President George Washington delivered the first State of the Union (then called an “Annual Message”) to a joint session of Congress in person in 1790. President John Adams also delivered his annual report in person, but President Thomas Jefferson sent a written message to Congress, starting a tradition that would last for more than 100 years. President Woodrow Wilson delivered his speech in person in 1913, reinstating the practice of speeches delivered in person. The term “State of the Union” as a way of referring to the annual addresses was introduced in 1947 under President Harry Truman.

Little Known Facts About the State of the Union

  • Shortest State of the Union:
    The award goes to President George Washington, whose 1790 State of the Union message was reportedly slightly over 1,000 words.
  • Longest State of the Union:
    President Jimmy Carter’s address was the longest, at a reported 33,667 words. Fortunately for members of Congress, he delivered that message in writing, not in person. President Bill Clinton is said to have given the longest in-person State of the Union speech in 2000, taking a total of 1 hour, 28 minutes, and 49 seconds to deliver it. By comparison, President Joe Biden spoke for 1 hour, 5 minutes and 8 seconds in his State of the Union speech last year.
  • Has every president delivered an annual message to Congress?
    No. Neither President William Henry Harrison nor President James Garfield delivered State of the Union messages. Both men died early in their presidencies before they could do so.
  • Have any State of the Union speeches had long-term impacts?
    Yes. The Monroe Doctrine was announced by President James Monroe during his State of the Union address in 1823. James Polk is credited with significantly increasing westward migration as a result of his 1848 speech. In 1941, FDR delivered his famous “Four Freedoms” speech as part of an effort to move the country beyond isolationism. Lyndon Johnson launched his war on poverty in his 1964 message.

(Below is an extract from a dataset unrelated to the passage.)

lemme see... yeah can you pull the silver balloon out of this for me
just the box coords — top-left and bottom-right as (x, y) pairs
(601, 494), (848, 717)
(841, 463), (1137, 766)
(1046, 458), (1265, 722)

George W. Bush’s reference in his 2002 State of the Union to the “Axis of Evil” became an oft-repeated refrain and helped solidify support for military intervention in the Middle East.
  • Does the president decide where and when to deliver the State of the Union?

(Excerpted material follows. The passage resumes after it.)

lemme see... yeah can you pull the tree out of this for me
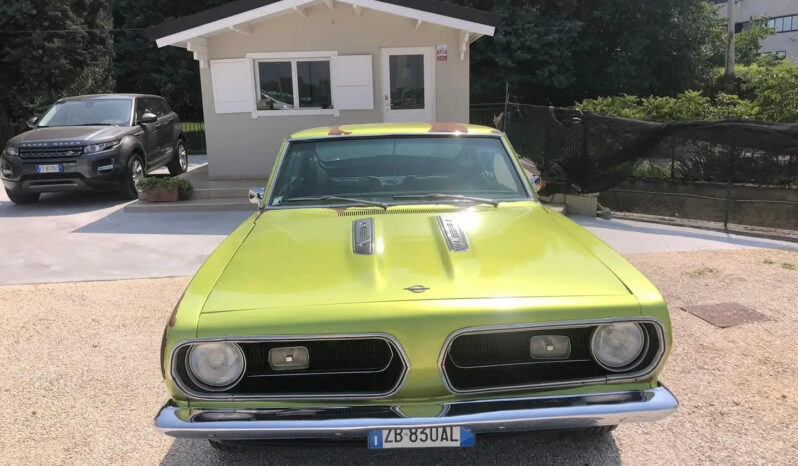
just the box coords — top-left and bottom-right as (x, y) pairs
(111, 0), (228, 117)
(448, 0), (720, 105)
(0, 0), (114, 126)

    No. If the address is being delivered in person, it is up to the Speaker of the House to issue an invitation to the president to come to the House of Representatives to deliver the speech.
  • Why is the speech delivered in the House of Representatives instead of the Senate?

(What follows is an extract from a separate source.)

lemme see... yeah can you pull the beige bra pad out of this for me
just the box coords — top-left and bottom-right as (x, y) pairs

    Because the House chambers are much larger than the Senate chambers. There would be no way to comfortably accommodate all of the representatives, senators, members of the president’s cabinet, and guests in the Senate chambers.
  • Are all the members of the president’s cabinet required to attend the State of the Union?
    No. Just as depicted in the television show “Designated Survivor,” one member of the cabinet is sequestered with Secret Service agents at an undisclosed location in order to ensure there is someone to step in as president if everyone in the line of succession is killed during the ceremony. Since the 9/11 attacks, Congress has adopted a similar practice, assigning a few members of each house to go to undisclosed locations away from the Capitol.
  • Do Members of Congress compete to get the best seats for the ceremony?
    Yes. Some members grab seats first thing in the morning, just to make sure they get an aisle seat for the evening ceremony. Sitting on the aisle means they have a good chance of shaking the president’s hand and being seen on TV.
  • What special tradition got its start at the 1982 State of the Union address?
    The practice of presidents inviting and honoring special guests got its start in 1982, when President Ronald Reagan praised Lenny Skutnik for jumping into the frozen Potomac River to save a passenger from a downed plane. Special guests invited and honored by presidents during the ceremony are now often referred to as “Lenny Skutniks.”

Sources include the Congressional Research Service, the Council on Foreign Relations, and the Washington Post.